If you’ve selected a specialist company like Zeton to design and build your pilot plant, you’ve made a good choice. You’ve selected the benefit of working with a company with 750 projects of a similar scale in their experience list, and a host of repeat customers. That scale-specific experience is invaluable to a successful pilot plant project. But to take maximum advantage of that benefit, you have to be careful about how much you tie the hands of the people who design and build such systems for a living. Be extremely careful what you put into hard specifications on a project. Instead of focusing on telling us how you want a project done in detail, it is better to spend that effort to transfer the learnings from the lab work to the designers, to set appropriate objectives for the resulting pilot plant, and reviewing the results of basic engineering and the scope of work for the detailed design and fabrication of the project. By focusing on objectives rather than itemizing and specifying the details, the pilot plant designer can make best us of their experience help you make scale-appropriate selections of materials and methods to best match those objectives.

Conclusions to the Series

A pilot-plant project has a different design data source and different objectives, scale, lifespan, operational conditions, and product than a commercial plant project for the same technology and therefore should be given a separate, distinct design and project execution approach.

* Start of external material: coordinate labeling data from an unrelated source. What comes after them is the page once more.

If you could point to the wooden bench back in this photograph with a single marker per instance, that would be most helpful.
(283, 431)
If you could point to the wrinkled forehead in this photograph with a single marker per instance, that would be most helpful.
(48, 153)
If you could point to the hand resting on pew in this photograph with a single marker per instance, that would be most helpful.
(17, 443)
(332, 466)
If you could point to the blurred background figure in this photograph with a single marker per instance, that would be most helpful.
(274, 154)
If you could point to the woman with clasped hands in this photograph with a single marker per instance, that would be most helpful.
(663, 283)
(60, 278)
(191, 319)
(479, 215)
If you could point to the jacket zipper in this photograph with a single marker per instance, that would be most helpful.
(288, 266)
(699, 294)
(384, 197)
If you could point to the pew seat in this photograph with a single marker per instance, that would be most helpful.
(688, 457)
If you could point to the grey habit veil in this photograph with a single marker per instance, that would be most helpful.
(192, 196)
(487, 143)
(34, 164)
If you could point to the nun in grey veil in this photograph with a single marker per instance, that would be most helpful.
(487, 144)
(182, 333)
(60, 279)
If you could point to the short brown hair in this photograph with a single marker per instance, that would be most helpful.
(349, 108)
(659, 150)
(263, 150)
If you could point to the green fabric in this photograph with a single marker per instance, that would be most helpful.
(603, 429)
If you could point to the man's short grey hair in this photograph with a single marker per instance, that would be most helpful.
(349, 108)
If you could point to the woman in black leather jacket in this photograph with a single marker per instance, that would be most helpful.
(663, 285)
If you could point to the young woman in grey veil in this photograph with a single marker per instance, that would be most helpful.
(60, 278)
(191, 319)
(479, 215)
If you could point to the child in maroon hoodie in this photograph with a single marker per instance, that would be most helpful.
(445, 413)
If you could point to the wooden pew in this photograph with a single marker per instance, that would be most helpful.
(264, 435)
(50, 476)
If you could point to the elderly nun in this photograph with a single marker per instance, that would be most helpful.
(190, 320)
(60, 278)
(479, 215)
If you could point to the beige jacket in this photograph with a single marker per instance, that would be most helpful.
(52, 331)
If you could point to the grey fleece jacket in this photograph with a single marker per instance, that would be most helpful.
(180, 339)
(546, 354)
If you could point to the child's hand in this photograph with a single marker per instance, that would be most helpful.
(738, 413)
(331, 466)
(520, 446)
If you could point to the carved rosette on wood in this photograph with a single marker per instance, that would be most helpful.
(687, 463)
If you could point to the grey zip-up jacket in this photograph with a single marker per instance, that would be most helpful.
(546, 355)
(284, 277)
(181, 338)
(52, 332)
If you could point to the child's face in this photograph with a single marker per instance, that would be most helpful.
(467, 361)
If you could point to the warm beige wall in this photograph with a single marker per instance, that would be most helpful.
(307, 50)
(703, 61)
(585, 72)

Design for operational flexibility and rangeability is key to pilot-plant success. Multiple operating points and parametric design established through the use of lab experiments and simulations are the rule rather than the exception.

Natural break points for temperature and pressure arising from materials selection should be taken into consideration for design, and these breakpoints should not be crossed without due consideration. Particular care must be given toward the selection of operating temperatures for titanium equipment, as minor changes in temperature can have significant impact on required titanium wall thickness.

Notably, some design factors change with scale while others do not. Accordingly, some unit operations of the commercial plant, plus some methods of fabrication and materials of construction may be limited to minimum physical size or throughput scale and require alternative approaches to be successful at the pilot scale.

In particular, the small size, significant complexity, and tight schedule of pressure hydrometallurgical pilot-plant projects make them ideally suited to a modular, skid-based design-build approach. We at Zeton have found tremendous success using this method, and found it to be an invaluable way to decrease costs and increase efficiency over the course of a project.

References

1. Dukhedin-Lalla, L. (2003). Pros and cons of applying plant specifications to pilot plants. In D. Edwards and C. Teich (Eds.), Pilot Plants in Process Development Topical Conference Proceedings (pp. 213–21). San Francisco: American Institute of Chemical Engineers.